Part of her wanted to warn Ollie about her the danger Rosa could pose, but another part of her wanted to let things play out as they would. After all, how often would she get the chance to see if her daughter was truly capable of being the host to one of Araevis’s many wonders.
“Take care, Ollie,” she finally decided on. “Don’t let her appearance fool you.”
“Of course, My Lady Aranea. Rosa is your daughter, after all. I wouldn’t underestimate anyone related to you.”
Ollie left the master’s chamber to prepare. His room was a colorful place in the otherwise dark building. It was filled with knickknacks from what few travels he did, coral from the coast, dreamcatchers from merchants, things of brightness. People found it hard to smile in such gloomy and dark environments. Dark magic didn’t need to be taken as a literal way of life.

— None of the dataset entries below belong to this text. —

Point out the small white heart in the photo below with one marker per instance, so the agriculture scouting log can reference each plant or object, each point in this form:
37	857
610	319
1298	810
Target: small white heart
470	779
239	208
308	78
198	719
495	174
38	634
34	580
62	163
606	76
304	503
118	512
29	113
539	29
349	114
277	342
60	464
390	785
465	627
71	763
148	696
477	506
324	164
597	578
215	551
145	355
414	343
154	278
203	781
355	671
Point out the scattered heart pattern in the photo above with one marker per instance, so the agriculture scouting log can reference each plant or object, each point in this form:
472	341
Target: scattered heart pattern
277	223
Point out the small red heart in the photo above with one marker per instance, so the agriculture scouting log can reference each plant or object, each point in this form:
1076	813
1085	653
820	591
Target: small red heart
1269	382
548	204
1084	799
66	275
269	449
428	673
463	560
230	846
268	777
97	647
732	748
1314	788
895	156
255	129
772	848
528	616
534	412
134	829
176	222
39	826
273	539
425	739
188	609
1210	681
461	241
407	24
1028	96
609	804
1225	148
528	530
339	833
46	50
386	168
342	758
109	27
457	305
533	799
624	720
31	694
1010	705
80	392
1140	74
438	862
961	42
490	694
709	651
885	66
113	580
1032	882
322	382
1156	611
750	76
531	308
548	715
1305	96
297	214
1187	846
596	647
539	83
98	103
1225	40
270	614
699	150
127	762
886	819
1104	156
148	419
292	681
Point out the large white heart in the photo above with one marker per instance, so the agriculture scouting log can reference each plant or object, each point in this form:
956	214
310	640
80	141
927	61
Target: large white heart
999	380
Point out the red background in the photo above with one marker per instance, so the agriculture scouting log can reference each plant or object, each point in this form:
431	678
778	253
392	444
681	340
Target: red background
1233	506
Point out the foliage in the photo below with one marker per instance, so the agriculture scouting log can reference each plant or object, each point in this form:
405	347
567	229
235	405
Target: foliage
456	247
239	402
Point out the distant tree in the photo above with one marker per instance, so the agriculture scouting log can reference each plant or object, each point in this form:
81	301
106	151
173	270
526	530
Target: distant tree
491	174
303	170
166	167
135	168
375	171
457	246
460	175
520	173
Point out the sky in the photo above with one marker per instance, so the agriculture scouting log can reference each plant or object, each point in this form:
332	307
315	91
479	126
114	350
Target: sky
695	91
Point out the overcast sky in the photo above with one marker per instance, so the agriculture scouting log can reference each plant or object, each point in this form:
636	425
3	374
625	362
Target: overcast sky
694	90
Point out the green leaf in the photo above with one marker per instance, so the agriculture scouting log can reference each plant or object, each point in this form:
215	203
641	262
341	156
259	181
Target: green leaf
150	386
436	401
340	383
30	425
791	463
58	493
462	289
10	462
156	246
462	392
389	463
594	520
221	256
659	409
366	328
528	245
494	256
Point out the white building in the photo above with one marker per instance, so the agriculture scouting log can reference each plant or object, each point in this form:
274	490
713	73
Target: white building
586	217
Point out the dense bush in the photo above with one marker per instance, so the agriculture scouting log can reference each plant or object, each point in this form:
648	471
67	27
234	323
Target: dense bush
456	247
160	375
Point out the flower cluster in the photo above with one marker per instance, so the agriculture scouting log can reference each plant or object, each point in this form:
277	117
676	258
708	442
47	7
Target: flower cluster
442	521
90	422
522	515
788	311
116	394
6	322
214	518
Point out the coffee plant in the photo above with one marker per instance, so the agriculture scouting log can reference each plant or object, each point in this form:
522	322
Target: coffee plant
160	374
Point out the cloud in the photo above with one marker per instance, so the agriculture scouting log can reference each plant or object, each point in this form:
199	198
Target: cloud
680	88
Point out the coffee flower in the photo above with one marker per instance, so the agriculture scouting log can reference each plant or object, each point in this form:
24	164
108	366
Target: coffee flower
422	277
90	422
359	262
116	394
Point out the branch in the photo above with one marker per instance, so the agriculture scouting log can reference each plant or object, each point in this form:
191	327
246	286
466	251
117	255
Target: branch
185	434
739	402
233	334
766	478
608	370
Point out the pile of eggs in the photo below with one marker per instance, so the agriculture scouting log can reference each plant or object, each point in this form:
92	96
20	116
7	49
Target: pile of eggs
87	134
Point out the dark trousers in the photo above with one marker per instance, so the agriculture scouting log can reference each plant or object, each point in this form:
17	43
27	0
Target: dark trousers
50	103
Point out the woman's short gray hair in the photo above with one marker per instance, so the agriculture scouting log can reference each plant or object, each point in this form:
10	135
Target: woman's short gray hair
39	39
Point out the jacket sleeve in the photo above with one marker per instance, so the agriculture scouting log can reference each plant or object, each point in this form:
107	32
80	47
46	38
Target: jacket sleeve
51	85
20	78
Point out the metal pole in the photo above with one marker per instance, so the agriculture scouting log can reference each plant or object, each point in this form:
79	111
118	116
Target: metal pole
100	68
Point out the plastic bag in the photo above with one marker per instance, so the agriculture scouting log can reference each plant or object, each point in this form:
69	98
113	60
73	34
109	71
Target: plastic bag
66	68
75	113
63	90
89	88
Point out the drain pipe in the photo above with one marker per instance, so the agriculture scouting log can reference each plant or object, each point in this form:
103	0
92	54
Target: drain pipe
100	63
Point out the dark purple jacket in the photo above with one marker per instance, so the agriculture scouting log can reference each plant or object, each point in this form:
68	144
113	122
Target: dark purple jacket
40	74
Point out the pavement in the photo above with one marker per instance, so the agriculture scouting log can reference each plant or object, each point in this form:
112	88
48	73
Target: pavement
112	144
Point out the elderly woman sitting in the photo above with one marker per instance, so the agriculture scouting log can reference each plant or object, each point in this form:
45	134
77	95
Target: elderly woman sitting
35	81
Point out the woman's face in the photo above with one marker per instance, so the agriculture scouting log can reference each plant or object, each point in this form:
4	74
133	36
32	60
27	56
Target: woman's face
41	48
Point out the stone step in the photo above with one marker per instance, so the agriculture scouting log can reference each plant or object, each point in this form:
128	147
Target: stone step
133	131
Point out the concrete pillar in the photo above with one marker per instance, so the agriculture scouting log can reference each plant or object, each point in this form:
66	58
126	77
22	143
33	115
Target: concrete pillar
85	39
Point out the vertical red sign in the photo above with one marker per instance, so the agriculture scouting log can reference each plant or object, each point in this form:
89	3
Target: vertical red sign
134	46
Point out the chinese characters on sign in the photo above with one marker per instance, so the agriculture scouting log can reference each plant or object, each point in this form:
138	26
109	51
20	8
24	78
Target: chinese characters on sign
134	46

In the corner of the room was a tank filled with murky water. A dark form was hidden away in the muck. Only the sickly flesh pressed up against the glass could be seen, even then the shape was distorted.
Ollie tapped the glass tank. “I’m going out on a trip, this time to the Elatus Spirit Docks near Terminus! This is going to be fantastic, don’t you think Meccabee?”
The creature inside shuffled away.
“Anyway, time to pack.”
It didn’t take long. All he needed was some clothes, some ritual items and some protection from the harsh world. Everything fit in a bag except for his knife, which was strapped to his belt. Ollie brought along one more thing, an ornate box that was slung over his shoulder by a strap. By the time he left, the aquarium was empty with beads of water dripping down the outside face.
Lighting another cigarette following the trail of smoke left behind by the last one, Aranea stood up from behind her desk and stared outside of that thin, slightly crooked mahogany window overlooking a pond bordering her manor’s backyard. With slightly furrowed brows, the white-haired cult leader sighed softly, yet audibly.
Was it really all right for her to send Ollie, her most prized assassin off on a retrieval mission? One that might decide the fate of Valmoor? Probably not, but Rosa had eluded her grasp for far too long now, and the Queen was getting restless. She had to act now, or it would be far, far too late.